The Royal Commission into Institutional Responses to Child Sexual Abuse has opened a two-week inquiry into the organization, which is now known as Mangrove Yoga Ashram. So far, evidence has been given that 11 children were abused, some of them as young as three years of age.
A Tarnished Utopia
Once touted as a utopia, the Mangrove Mountain, New South Wales ashram encouraged parents to bring their children there for what they thought would be a better life.
However, testimonies revealed that children were often separated from their parents, who were sent to set up “other yoga centers” while Satyananda, his disciple Akhandananda, and the latter’s 16-year-old partner Shishy presided over the children.
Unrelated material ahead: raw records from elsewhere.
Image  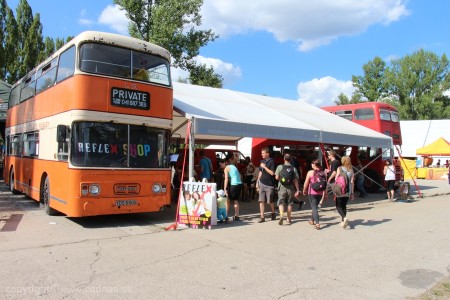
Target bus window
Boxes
[380,109,391,121]
[71,122,169,168]
[8,85,20,107]
[9,134,22,156]
[80,43,170,86]
[355,108,375,120]
[56,46,75,82]
[20,73,34,102]
[36,58,58,94]
[336,110,353,121]
[390,111,400,123]
[133,51,170,85]
[23,132,39,157]
[80,43,131,78]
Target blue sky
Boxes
[7,0,450,106]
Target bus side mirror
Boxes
[56,125,67,143]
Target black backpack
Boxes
[311,170,327,192]
[280,165,295,186]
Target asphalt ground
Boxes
[0,180,450,299]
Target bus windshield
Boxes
[71,122,169,168]
[80,43,170,86]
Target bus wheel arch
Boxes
[364,170,381,193]
[39,173,58,216]
[9,167,20,195]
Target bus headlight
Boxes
[152,183,161,194]
[89,184,100,196]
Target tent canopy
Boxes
[416,137,450,156]
[172,83,392,148]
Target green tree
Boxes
[386,50,450,120]
[19,14,45,77]
[39,36,55,62]
[0,6,19,84]
[0,0,6,78]
[114,0,222,84]
[352,56,388,101]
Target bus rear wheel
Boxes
[41,177,58,216]
[9,170,20,195]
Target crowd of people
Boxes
[175,148,395,230]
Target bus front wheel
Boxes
[9,170,20,195]
[41,177,58,216]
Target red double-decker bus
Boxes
[322,102,402,146]
[322,102,403,192]
[252,102,403,192]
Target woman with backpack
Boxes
[303,159,327,230]
[335,156,355,229]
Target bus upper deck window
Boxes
[355,108,375,120]
[380,109,391,121]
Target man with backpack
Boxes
[332,156,355,229]
[256,147,276,223]
[318,150,341,208]
[275,153,300,225]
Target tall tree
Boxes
[352,56,388,101]
[114,0,221,86]
[386,50,450,120]
[16,0,34,78]
[0,0,6,78]
[1,6,19,84]
[20,14,45,76]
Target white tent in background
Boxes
[172,83,392,177]
[173,83,392,148]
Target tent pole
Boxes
[395,145,423,198]
[189,117,195,181]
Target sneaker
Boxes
[342,218,348,229]
[298,201,305,210]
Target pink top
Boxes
[308,170,324,196]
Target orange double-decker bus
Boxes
[4,31,173,217]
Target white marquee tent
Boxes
[173,83,392,148]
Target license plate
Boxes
[116,200,138,206]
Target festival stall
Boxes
[416,137,450,179]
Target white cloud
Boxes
[202,0,409,51]
[98,5,129,35]
[297,76,355,106]
[171,56,242,85]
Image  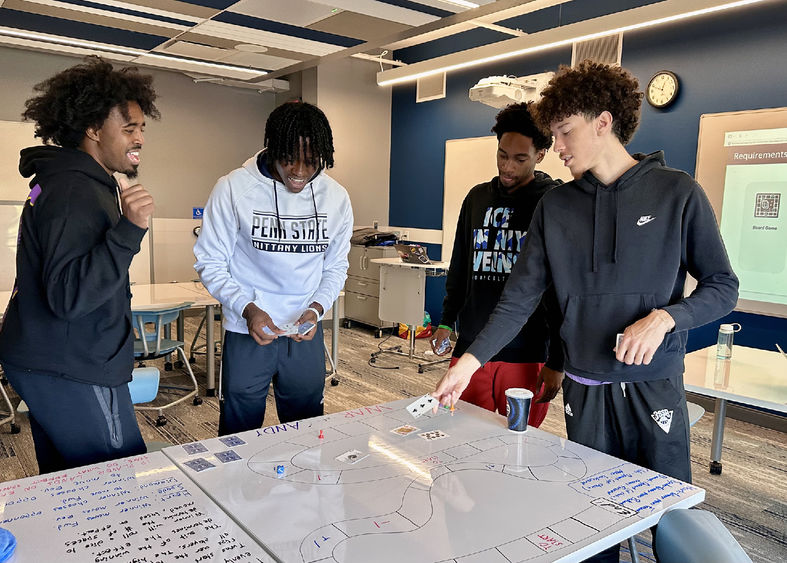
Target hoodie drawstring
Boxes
[591,186,601,273]
[309,182,320,244]
[612,189,620,264]
[273,180,281,242]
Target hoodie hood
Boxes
[19,145,115,189]
[489,170,563,200]
[576,151,665,273]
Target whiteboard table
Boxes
[131,282,219,396]
[372,257,450,373]
[0,452,274,563]
[163,399,705,563]
[683,346,787,475]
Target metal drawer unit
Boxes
[344,245,398,338]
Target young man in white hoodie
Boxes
[194,101,353,435]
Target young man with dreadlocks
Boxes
[432,103,563,427]
[435,61,738,561]
[194,102,353,435]
[0,57,159,473]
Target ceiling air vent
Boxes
[571,33,623,66]
[415,72,445,103]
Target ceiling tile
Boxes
[309,12,412,41]
[229,0,338,27]
[222,51,300,70]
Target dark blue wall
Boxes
[389,1,787,350]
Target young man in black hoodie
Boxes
[431,103,563,427]
[434,61,738,561]
[0,57,159,473]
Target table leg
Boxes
[710,398,727,475]
[331,297,339,375]
[205,305,216,397]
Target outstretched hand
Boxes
[615,309,675,366]
[117,175,155,229]
[432,353,481,412]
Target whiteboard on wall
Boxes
[695,108,787,317]
[0,120,41,201]
[151,217,202,283]
[440,135,572,262]
[0,201,24,290]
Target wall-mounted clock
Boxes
[645,70,680,108]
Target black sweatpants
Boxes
[3,365,147,473]
[563,374,691,563]
[219,322,325,436]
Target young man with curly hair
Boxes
[194,101,353,435]
[432,103,563,427]
[434,61,738,561]
[0,57,159,473]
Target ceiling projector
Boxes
[470,72,554,108]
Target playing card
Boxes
[298,321,317,336]
[419,430,448,442]
[183,442,208,455]
[391,424,420,436]
[183,457,216,473]
[407,394,437,418]
[336,450,369,464]
[213,450,241,463]
[219,436,246,448]
[262,323,298,336]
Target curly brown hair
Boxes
[534,59,643,145]
[22,55,161,148]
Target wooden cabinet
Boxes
[344,245,398,338]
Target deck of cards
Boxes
[262,321,315,336]
[336,450,369,465]
[407,394,437,418]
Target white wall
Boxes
[317,59,391,225]
[0,47,274,219]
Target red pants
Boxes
[449,358,549,428]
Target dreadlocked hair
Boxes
[265,100,333,168]
[492,102,552,151]
[22,55,161,148]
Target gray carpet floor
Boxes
[0,317,787,563]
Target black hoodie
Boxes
[0,146,145,387]
[468,152,738,382]
[440,171,562,371]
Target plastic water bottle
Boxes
[716,323,741,360]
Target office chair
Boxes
[189,306,221,362]
[628,401,705,563]
[131,303,202,426]
[656,508,751,563]
[128,367,172,453]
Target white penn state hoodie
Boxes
[194,153,353,334]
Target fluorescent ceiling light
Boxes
[0,28,268,78]
[377,0,764,86]
[440,0,479,8]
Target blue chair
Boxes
[628,401,705,563]
[656,508,751,563]
[129,302,202,426]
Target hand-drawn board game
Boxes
[0,452,273,563]
[165,399,705,563]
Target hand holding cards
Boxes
[262,321,316,336]
[407,395,437,418]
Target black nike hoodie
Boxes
[0,146,145,387]
[468,152,738,382]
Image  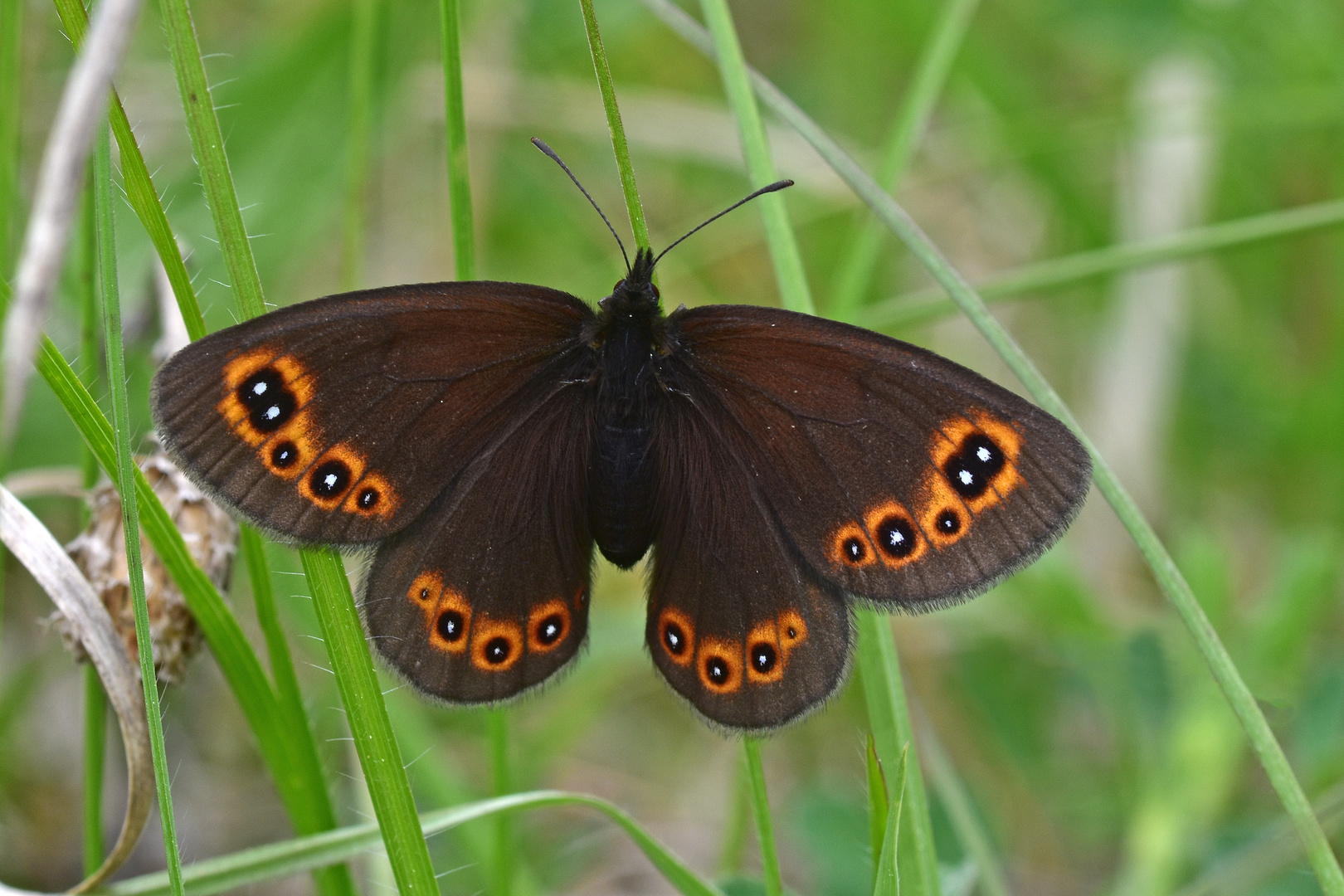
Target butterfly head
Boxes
[600,247,659,316]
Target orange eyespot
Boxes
[863,499,928,570]
[659,607,695,666]
[826,523,878,570]
[928,410,1021,514]
[299,443,364,510]
[919,470,971,548]
[472,616,523,672]
[747,619,787,684]
[696,638,742,694]
[341,473,402,520]
[430,572,472,653]
[527,598,570,653]
[215,345,322,447]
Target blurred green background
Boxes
[0,0,1344,896]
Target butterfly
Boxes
[150,156,1091,732]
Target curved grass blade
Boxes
[826,0,980,319]
[160,0,438,896]
[872,744,910,896]
[742,738,783,896]
[854,199,1344,329]
[55,0,206,338]
[700,0,816,314]
[579,0,653,247]
[37,337,353,894]
[93,128,186,896]
[104,790,723,896]
[644,0,1344,896]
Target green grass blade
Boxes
[438,0,475,280]
[921,724,1010,896]
[158,0,266,317]
[700,0,816,314]
[742,738,783,896]
[340,0,377,289]
[855,610,942,896]
[863,733,891,885]
[161,0,438,894]
[579,0,649,247]
[645,7,1344,896]
[83,664,108,877]
[0,0,23,312]
[104,790,723,896]
[93,128,186,896]
[55,0,206,338]
[485,708,514,896]
[301,549,438,896]
[37,337,353,896]
[872,744,910,896]
[238,515,356,896]
[854,199,1344,329]
[828,0,980,319]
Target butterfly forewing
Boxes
[670,306,1091,608]
[152,282,592,544]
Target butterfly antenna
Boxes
[533,137,631,274]
[653,174,793,267]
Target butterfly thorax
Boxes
[587,249,670,567]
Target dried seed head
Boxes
[52,450,238,684]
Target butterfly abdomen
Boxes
[589,286,661,568]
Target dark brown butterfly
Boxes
[152,164,1091,731]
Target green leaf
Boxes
[872,743,910,896]
[863,733,891,881]
[102,790,723,896]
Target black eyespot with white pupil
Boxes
[270,439,299,470]
[485,636,512,666]
[236,367,299,432]
[536,612,564,646]
[441,612,466,644]
[308,460,349,499]
[878,516,917,560]
[663,622,685,657]
[942,432,1006,499]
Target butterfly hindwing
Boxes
[645,393,850,731]
[362,384,594,704]
[670,305,1091,608]
[152,282,592,544]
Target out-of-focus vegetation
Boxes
[0,0,1344,896]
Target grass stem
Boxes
[826,0,980,319]
[579,0,649,247]
[93,119,186,896]
[438,0,475,280]
[700,0,816,314]
[742,738,783,896]
[83,662,108,876]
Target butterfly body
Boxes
[152,243,1090,731]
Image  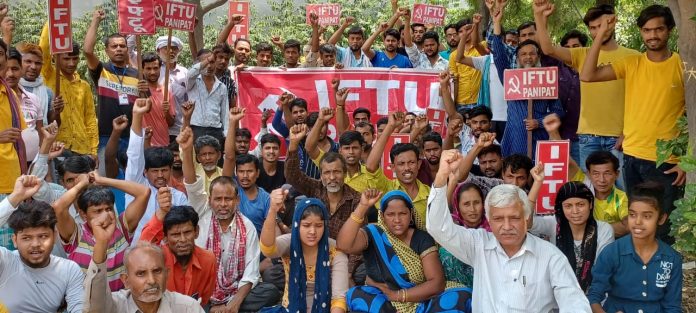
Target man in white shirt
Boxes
[426,150,592,313]
[125,99,188,242]
[177,127,280,312]
[0,176,84,313]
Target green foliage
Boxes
[656,116,696,256]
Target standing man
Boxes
[138,52,176,147]
[184,53,230,144]
[580,5,686,242]
[534,0,640,180]
[84,10,138,158]
[39,23,98,160]
[328,16,372,68]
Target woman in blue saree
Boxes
[336,189,471,313]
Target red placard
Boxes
[503,66,558,101]
[48,0,73,54]
[425,108,447,137]
[382,134,410,179]
[118,0,155,35]
[227,1,251,45]
[411,3,447,26]
[306,3,341,25]
[155,0,196,32]
[237,68,441,148]
[536,140,570,215]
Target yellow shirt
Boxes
[0,85,26,194]
[611,53,686,163]
[312,149,377,193]
[593,187,628,224]
[568,46,640,137]
[449,41,486,104]
[367,168,430,231]
[39,23,98,155]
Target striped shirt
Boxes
[427,186,592,313]
[63,214,133,291]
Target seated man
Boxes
[126,99,188,240]
[426,150,591,312]
[0,176,84,313]
[140,201,217,307]
[52,172,150,291]
[83,228,205,313]
[177,126,280,312]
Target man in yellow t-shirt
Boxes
[580,5,686,243]
[533,0,640,186]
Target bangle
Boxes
[350,213,365,224]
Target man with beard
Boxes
[222,107,271,232]
[285,125,365,239]
[140,200,217,307]
[125,99,188,241]
[449,13,488,109]
[256,134,285,190]
[486,0,580,158]
[534,0,640,180]
[271,92,308,138]
[580,5,686,243]
[18,44,54,125]
[484,2,564,157]
[0,176,84,313]
[2,48,44,166]
[440,24,459,61]
[177,125,280,312]
[193,135,222,190]
[84,10,138,154]
[254,42,273,67]
[328,16,372,68]
[83,222,205,313]
[404,12,449,71]
[37,23,96,156]
[361,10,413,68]
[417,132,442,186]
[184,53,228,144]
[138,52,176,147]
[365,112,430,230]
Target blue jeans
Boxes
[577,134,626,190]
[623,154,684,244]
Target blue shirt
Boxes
[488,36,565,157]
[587,235,682,313]
[370,51,413,68]
[235,179,271,234]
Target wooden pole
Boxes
[164,28,172,101]
[527,99,541,159]
[54,54,60,98]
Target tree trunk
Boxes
[668,0,696,183]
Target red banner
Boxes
[227,1,251,45]
[411,3,447,26]
[382,134,410,179]
[306,3,341,25]
[426,108,447,137]
[118,0,155,35]
[237,68,443,148]
[536,140,570,215]
[48,0,73,54]
[155,0,196,32]
[503,66,558,101]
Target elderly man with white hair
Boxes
[426,150,592,313]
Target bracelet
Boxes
[350,213,365,224]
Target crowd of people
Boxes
[0,0,685,313]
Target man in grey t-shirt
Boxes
[0,176,84,313]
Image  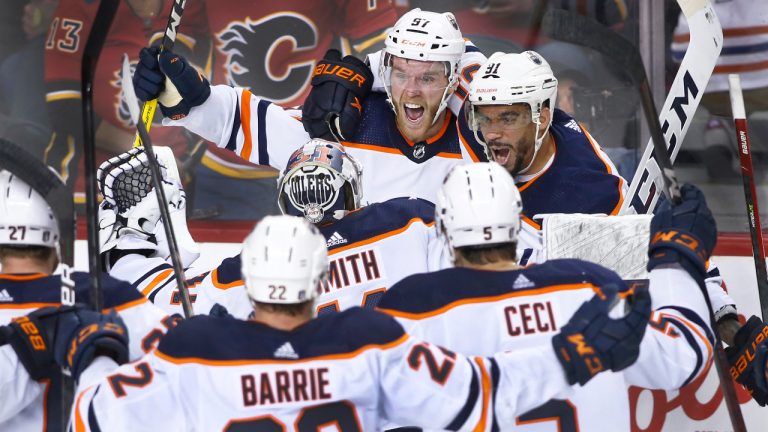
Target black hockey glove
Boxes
[301,49,373,141]
[53,307,128,380]
[133,46,165,102]
[725,316,768,406]
[0,307,72,381]
[648,184,717,281]
[552,284,651,385]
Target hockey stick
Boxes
[543,5,746,432]
[133,0,187,148]
[619,0,723,214]
[728,74,768,320]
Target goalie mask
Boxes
[379,8,465,124]
[435,162,523,253]
[464,51,557,174]
[0,170,59,253]
[241,216,328,304]
[277,139,362,224]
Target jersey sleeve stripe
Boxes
[74,386,93,432]
[0,303,61,309]
[445,359,480,431]
[579,126,624,215]
[154,333,410,366]
[328,218,435,256]
[240,90,255,160]
[88,387,101,432]
[376,283,600,320]
[141,269,173,296]
[256,99,272,165]
[473,357,491,432]
[224,95,242,152]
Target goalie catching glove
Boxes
[301,49,373,141]
[133,47,211,120]
[552,284,651,385]
[725,316,768,406]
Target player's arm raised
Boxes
[626,185,717,390]
[133,48,309,169]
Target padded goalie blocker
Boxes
[542,214,652,279]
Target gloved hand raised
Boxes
[133,47,211,120]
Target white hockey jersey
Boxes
[379,260,713,432]
[118,198,451,319]
[163,45,488,203]
[73,308,568,432]
[0,272,175,431]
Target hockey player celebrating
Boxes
[49,216,650,431]
[379,163,716,431]
[134,9,487,202]
[0,171,175,431]
[100,139,450,318]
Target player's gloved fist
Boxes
[53,306,128,379]
[725,316,768,406]
[301,49,373,141]
[157,51,211,120]
[133,47,165,102]
[552,284,651,385]
[648,184,717,279]
[0,307,67,380]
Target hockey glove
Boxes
[133,47,165,102]
[301,49,373,141]
[648,184,717,280]
[552,284,651,385]
[0,307,71,381]
[157,51,211,120]
[53,306,128,380]
[725,316,768,406]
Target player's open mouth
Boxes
[403,103,424,124]
[491,146,512,165]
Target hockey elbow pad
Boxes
[648,184,717,281]
[157,51,211,120]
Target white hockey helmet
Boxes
[435,162,523,250]
[465,51,557,172]
[379,8,465,124]
[240,216,328,304]
[277,138,363,224]
[0,170,59,253]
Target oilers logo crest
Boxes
[216,12,318,103]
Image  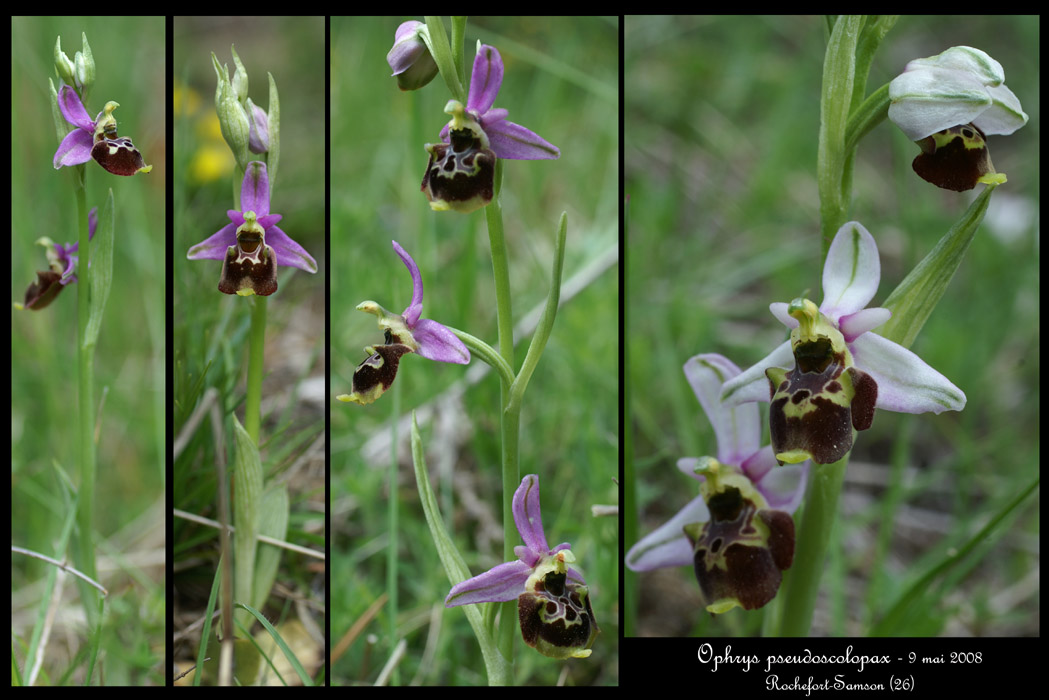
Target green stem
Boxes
[507,212,569,411]
[485,160,520,676]
[386,371,402,685]
[779,454,849,637]
[816,16,863,257]
[244,296,266,445]
[448,326,514,384]
[73,166,98,628]
[779,16,870,636]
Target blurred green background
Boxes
[171,17,327,676]
[10,16,168,685]
[329,17,619,685]
[624,16,1041,636]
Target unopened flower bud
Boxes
[230,44,248,102]
[211,54,251,169]
[386,20,437,90]
[248,98,270,153]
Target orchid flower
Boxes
[721,221,965,464]
[15,207,99,311]
[423,42,561,213]
[626,354,809,613]
[55,85,153,175]
[889,46,1027,192]
[336,240,470,405]
[186,161,317,296]
[445,474,599,659]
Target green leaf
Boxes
[84,190,114,347]
[237,602,314,685]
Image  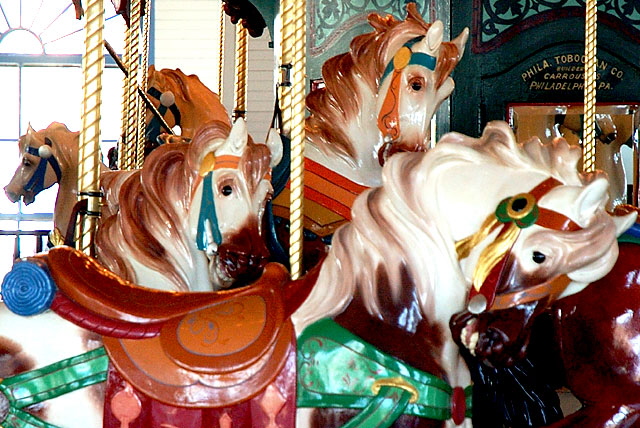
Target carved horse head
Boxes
[451,164,635,366]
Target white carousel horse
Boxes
[4,69,230,245]
[292,122,635,428]
[4,122,107,244]
[274,3,469,241]
[0,120,282,428]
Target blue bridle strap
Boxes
[24,144,62,193]
[380,37,437,83]
[196,172,222,251]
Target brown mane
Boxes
[306,3,459,157]
[96,121,270,291]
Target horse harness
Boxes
[145,86,182,144]
[378,36,437,143]
[456,177,582,314]
[23,138,62,193]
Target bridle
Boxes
[23,138,62,194]
[456,177,582,314]
[145,86,182,140]
[378,36,437,143]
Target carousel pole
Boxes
[280,0,307,279]
[78,0,104,254]
[582,0,598,172]
[218,6,226,100]
[136,0,151,169]
[233,22,248,120]
[119,0,143,170]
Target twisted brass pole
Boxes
[135,0,151,168]
[280,0,307,279]
[218,6,225,100]
[119,0,142,169]
[233,22,248,119]
[78,0,104,254]
[582,0,598,172]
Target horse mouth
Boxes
[215,247,267,288]
[460,317,480,356]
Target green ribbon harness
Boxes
[0,348,109,428]
[297,319,472,428]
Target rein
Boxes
[456,177,582,314]
[196,153,240,252]
[378,37,437,143]
[23,138,62,194]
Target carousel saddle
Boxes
[45,247,317,407]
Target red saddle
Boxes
[42,247,319,407]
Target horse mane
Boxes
[96,121,270,291]
[295,121,597,328]
[306,3,459,157]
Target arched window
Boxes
[0,0,125,278]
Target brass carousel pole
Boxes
[280,0,307,279]
[135,0,151,169]
[582,0,598,172]
[78,0,104,254]
[218,6,226,100]
[118,0,142,170]
[233,22,248,120]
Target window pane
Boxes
[0,66,20,138]
[20,67,82,130]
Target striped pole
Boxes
[582,0,598,172]
[280,0,307,279]
[78,0,104,254]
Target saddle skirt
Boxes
[44,247,319,408]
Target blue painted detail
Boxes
[2,261,57,316]
[378,37,438,84]
[196,172,222,251]
[24,146,62,194]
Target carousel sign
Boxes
[520,53,625,92]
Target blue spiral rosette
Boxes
[2,261,56,316]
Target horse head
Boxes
[376,12,469,165]
[4,122,72,205]
[306,3,468,186]
[450,135,635,366]
[192,120,282,288]
[145,65,229,143]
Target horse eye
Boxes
[409,77,424,92]
[532,251,547,264]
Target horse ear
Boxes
[266,128,284,168]
[227,117,249,151]
[451,27,469,58]
[575,177,609,224]
[425,20,444,52]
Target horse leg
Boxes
[547,403,640,428]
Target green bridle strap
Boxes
[297,319,471,428]
[0,347,109,428]
[342,386,412,428]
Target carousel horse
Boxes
[273,2,468,252]
[0,120,284,428]
[145,65,231,154]
[293,122,635,428]
[4,122,107,245]
[516,113,637,208]
[4,66,230,245]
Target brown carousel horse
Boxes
[273,3,468,264]
[4,66,230,245]
[0,120,288,428]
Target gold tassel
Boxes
[473,222,520,291]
Sexual activity among adults was prohibited and highly policed. As one witness recalls, “The ashram was supposed to be a celibate community… if Akhandananda found out that any of the swamis were having sex with each other, he would publicly shame and sometimes beat them.”
Accounts of Abuse
However, Akhandananda sexually abused and raped his underage charges, telling them that “engaging in sexual activity with him was for their own spiritual growth.” One victim was told that her physical pain during an assault was her kundalini energy rising.
The commission has also heard evidence that victims were physically beaten, forced to carry out hard labor, starved, and drugged with morphine. One of the victims has testified that the abuse left her with ongoing mental health problems.
“Akhandananda threatened to kill me if I told anyone [!about!],” she told the Herald. “Sometimes I wish he did kill me. I hated my life back then.”
Akhandananda, who died in 1997, was convicted of molesting four girls at the ashram in 1989, but his conviction was overturned in 1991 due to a legal technicality.